What does the wealth distribution of crowdfunding look like?
To get noticed as a crowdfunding campaign in 2013, you need to aim high. Three years ago, topping $345,000 would have made you the biggest Kickstarter of all time. In the past year and a half, the platform has gone from zero to fifty-one successful $1M+ campaigns. Long gone (and thankfully so) are the days when simply running a campaign was enough to generate media interest. Now mainstream attention demands a much higher profile, and therefore a much higher price tag: from Veronica Mars to Spike Lee and Pebble.
While these large projects are a powerful proof of concept – that crowdfunding can think very big – they are a minority story. Kickstarter’s published data tells us that in every category the most common amount raised is between $1,000 and $10,000. Million-dollar projects account for just 0.1% of the total number of successful campaigns.

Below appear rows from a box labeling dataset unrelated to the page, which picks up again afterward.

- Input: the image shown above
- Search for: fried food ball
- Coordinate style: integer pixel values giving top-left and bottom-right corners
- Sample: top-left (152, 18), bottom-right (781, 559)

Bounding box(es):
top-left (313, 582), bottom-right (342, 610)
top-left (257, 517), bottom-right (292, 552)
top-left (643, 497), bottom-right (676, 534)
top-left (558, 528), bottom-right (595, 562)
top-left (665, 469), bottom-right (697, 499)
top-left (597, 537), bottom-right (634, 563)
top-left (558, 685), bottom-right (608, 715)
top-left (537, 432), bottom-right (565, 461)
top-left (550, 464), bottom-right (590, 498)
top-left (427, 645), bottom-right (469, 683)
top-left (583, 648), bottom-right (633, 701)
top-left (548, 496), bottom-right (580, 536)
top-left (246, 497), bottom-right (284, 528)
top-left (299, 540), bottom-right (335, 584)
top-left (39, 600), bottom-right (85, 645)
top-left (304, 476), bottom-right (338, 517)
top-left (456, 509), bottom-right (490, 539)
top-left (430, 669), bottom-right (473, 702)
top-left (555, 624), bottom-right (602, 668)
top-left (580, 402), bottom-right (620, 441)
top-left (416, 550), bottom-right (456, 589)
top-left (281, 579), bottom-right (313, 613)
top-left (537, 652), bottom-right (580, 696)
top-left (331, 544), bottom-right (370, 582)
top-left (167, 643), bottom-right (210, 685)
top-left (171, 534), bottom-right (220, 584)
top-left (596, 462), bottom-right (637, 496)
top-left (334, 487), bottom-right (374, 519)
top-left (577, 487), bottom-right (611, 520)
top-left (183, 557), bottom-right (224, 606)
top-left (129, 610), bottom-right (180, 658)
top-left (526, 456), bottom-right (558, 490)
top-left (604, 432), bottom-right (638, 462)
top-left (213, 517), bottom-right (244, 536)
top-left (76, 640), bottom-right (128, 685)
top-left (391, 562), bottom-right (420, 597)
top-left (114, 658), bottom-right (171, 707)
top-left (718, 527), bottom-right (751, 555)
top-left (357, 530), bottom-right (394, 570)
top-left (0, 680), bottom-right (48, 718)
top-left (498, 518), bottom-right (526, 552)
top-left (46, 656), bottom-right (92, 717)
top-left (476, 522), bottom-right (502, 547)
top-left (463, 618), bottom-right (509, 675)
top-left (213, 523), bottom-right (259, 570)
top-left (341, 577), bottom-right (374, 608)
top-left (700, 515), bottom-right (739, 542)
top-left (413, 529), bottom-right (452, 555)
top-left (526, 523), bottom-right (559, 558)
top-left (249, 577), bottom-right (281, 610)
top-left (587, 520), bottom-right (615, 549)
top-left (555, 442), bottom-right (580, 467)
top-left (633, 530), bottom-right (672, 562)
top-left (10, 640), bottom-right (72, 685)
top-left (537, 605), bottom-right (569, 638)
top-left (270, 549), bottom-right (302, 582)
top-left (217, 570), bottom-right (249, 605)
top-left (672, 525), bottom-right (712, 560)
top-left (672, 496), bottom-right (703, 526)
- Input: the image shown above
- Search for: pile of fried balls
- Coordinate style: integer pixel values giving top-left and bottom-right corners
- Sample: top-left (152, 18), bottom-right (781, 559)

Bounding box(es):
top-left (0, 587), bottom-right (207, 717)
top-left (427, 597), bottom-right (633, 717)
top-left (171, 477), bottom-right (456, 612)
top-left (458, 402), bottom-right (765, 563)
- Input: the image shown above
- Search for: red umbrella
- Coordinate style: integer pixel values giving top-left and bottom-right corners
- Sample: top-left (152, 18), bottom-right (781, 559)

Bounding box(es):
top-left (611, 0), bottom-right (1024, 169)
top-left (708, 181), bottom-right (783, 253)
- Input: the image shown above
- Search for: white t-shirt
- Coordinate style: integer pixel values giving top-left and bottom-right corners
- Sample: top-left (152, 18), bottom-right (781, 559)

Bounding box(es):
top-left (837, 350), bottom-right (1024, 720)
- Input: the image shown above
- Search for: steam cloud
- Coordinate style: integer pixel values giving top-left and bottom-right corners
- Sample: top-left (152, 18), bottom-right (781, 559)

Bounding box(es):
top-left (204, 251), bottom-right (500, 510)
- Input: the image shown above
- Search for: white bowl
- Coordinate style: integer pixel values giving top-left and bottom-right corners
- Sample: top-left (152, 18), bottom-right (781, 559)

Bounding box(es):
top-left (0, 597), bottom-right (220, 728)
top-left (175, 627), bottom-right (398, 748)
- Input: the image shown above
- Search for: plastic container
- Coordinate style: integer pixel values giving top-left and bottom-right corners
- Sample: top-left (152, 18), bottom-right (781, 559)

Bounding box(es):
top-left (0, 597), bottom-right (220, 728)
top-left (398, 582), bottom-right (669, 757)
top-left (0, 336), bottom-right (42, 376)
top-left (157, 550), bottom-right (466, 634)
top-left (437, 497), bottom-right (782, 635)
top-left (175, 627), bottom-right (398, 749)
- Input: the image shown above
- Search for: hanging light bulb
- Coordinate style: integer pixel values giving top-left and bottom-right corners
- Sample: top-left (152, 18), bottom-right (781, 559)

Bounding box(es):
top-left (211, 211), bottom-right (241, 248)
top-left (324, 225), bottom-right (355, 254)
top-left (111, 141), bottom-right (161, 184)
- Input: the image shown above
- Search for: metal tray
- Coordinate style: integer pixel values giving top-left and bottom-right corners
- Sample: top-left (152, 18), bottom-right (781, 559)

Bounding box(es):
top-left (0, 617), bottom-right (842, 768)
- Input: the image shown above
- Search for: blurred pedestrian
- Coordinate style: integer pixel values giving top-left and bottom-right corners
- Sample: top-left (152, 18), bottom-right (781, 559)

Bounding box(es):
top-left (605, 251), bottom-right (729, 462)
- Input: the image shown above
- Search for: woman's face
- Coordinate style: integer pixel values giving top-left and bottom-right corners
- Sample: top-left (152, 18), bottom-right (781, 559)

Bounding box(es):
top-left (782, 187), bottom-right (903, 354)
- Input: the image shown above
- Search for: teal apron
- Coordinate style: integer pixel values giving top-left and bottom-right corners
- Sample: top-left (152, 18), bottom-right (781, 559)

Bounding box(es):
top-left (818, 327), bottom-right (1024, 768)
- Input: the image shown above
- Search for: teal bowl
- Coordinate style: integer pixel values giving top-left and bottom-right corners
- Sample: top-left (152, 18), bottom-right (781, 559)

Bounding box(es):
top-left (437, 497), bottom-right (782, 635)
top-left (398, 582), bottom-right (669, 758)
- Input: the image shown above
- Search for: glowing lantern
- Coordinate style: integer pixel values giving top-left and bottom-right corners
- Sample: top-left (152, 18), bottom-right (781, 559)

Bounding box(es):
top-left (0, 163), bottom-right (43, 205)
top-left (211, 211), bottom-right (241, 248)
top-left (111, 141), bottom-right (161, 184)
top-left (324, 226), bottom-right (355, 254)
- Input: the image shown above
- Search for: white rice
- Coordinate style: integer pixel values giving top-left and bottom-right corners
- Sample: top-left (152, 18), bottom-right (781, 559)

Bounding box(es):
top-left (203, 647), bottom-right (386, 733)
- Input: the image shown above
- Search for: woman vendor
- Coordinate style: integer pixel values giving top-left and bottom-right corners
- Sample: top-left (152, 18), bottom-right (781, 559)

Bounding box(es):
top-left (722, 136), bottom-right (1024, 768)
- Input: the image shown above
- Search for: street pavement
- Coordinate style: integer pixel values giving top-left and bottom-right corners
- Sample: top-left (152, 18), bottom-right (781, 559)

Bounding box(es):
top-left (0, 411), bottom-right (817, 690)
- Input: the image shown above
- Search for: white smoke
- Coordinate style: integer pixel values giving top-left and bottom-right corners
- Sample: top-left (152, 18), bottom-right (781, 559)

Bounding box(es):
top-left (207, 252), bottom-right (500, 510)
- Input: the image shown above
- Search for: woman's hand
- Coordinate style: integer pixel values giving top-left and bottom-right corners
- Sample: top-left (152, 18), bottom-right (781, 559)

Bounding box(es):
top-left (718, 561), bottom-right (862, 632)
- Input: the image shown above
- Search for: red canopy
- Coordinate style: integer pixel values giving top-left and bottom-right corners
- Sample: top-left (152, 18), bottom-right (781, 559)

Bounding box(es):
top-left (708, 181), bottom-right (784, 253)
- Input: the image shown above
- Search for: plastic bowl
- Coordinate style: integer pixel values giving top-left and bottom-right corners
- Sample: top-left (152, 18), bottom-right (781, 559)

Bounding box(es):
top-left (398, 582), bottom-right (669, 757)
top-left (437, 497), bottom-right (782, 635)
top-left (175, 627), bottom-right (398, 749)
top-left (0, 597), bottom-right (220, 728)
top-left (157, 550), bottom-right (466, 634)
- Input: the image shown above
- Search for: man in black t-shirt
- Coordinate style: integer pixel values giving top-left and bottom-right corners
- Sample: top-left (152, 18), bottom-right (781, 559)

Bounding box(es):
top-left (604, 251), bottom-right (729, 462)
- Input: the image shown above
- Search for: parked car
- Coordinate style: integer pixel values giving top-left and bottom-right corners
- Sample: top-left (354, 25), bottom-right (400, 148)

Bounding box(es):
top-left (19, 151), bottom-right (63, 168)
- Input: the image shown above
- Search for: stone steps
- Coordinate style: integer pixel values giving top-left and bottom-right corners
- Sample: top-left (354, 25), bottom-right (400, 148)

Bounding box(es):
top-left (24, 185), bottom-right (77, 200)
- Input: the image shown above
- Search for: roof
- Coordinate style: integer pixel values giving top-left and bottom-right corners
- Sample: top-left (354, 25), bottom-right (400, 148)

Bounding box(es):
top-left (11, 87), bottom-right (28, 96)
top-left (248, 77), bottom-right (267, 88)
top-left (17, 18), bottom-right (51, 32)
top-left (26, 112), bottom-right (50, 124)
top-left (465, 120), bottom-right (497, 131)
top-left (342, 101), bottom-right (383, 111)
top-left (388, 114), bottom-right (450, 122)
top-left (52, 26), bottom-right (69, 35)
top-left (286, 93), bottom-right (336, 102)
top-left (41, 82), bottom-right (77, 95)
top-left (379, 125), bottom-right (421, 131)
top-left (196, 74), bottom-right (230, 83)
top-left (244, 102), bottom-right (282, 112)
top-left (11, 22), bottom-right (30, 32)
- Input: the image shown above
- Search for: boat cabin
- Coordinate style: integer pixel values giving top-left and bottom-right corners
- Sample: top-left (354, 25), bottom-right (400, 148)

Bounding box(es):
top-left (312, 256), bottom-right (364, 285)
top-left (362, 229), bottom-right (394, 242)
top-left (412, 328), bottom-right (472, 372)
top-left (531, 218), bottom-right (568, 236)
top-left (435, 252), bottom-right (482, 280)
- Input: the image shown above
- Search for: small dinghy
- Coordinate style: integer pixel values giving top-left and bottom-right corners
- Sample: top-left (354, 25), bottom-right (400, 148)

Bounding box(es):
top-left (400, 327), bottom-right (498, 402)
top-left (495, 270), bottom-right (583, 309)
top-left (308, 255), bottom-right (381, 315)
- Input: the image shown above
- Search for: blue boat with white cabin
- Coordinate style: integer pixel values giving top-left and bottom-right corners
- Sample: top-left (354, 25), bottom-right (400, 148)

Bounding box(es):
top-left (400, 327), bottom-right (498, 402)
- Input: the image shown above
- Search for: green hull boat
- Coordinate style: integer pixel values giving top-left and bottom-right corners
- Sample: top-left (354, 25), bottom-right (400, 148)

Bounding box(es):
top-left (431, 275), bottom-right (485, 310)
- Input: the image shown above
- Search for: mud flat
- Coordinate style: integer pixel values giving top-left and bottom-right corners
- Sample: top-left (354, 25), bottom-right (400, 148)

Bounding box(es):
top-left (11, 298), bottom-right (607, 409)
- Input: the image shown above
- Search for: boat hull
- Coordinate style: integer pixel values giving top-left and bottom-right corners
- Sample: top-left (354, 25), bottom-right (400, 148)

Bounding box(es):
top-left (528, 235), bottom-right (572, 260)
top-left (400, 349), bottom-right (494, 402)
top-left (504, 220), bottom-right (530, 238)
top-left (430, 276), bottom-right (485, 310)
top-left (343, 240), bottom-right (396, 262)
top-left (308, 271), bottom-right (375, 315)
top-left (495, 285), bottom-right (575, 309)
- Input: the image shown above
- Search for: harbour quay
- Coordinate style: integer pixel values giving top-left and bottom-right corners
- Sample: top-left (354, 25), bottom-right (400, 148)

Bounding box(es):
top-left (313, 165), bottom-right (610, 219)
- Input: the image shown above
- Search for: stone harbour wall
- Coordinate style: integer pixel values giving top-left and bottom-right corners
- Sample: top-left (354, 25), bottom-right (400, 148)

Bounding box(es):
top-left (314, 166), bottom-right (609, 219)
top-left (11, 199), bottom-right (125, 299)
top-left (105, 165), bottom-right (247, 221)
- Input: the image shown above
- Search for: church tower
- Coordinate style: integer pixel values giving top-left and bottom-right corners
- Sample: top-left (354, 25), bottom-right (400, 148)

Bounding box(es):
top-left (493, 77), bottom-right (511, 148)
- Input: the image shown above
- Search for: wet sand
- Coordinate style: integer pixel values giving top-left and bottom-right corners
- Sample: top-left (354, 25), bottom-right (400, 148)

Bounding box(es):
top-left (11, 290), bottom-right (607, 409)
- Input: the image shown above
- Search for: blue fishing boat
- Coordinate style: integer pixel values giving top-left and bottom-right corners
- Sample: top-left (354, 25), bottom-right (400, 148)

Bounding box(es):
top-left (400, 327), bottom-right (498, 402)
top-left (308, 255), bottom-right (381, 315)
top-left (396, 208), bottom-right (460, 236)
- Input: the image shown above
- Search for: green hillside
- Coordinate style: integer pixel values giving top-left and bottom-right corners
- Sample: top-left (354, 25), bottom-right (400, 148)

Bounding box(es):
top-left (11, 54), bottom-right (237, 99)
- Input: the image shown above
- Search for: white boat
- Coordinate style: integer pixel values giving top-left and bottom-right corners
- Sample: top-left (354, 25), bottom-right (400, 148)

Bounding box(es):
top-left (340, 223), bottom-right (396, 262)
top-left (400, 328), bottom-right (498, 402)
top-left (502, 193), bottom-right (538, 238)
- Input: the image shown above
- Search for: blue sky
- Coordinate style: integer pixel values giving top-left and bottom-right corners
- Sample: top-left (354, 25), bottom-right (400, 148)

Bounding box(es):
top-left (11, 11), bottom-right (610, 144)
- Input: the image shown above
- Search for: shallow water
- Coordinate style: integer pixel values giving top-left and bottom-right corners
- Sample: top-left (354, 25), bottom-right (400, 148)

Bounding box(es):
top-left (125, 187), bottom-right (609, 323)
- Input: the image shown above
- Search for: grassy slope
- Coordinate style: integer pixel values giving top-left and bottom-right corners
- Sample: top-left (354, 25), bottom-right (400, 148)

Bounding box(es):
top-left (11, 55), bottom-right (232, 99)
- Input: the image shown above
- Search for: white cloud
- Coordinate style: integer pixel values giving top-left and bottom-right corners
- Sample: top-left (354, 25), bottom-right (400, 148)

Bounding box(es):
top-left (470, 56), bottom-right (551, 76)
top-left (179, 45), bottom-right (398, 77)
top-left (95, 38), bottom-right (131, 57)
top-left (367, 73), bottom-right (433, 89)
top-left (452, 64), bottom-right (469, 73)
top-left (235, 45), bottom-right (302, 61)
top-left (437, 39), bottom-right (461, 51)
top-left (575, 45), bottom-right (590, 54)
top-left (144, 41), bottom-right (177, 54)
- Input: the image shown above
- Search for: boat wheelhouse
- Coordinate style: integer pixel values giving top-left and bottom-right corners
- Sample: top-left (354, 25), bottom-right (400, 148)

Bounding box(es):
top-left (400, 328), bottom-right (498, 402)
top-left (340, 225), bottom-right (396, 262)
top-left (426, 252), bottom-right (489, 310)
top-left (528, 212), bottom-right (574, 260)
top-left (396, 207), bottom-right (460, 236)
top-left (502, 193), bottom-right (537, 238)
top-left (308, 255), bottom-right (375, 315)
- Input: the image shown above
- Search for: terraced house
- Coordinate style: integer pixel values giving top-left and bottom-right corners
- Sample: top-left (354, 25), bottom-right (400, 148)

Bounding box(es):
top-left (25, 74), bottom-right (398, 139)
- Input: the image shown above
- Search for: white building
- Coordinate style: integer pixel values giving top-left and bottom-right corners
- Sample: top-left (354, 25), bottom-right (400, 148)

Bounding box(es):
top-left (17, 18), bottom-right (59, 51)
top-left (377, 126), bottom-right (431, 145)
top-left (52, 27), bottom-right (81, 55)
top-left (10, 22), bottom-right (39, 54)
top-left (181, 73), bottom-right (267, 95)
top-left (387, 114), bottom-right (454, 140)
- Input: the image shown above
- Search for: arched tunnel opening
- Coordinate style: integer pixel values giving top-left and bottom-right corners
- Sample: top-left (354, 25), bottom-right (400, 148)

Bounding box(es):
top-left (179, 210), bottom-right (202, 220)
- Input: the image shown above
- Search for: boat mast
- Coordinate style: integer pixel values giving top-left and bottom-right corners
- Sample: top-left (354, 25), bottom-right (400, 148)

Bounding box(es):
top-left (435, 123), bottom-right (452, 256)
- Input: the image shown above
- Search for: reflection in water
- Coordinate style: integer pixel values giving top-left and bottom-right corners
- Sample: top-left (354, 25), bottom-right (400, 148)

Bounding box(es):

But the share of overall funds raised that is going to big-money projects is increasing rapidly. I’ve been doing some analysis of Kickstarter projects and have found that, in the aggregate, the amounts raised are disproportionately clustered around large projects. Kickstarter’s top 0.1%, 51 $1M+ projects, account for 15% of the total money collected in the platform’s history. In other words, roughly every seventh dollar ever given to a successful Kickstarter project went to a million-dollar campaign. Economists would term this an increase in the Herfindahl Index, suggesting a growth in market power, but a decrease in competition. Perhaps we shouldn’t be surprised at all: it’s a movement towards the Pareto curve, or ‘long tail’, something that is especially common in online markets.
We see that the concentrations are more pronounced in some categories. Video games shows the largest concentration of big money campaigns, partly because it’s by far the biggest supplier of them (27 successes): a whopping 41% of money raised for video games went to $1M+ projects. In photography, technology and design, $1M projects absorbed between 15% and 17% of the total raised, even though big projects accounted for less than 0.3% of the total number of projects in each category. In fashion, comics and music, the $1M concentrations were much lower, between 5% and 7%, although the number of $1M projects in those categories was much lower, between 0.01% – 0.03% of the total.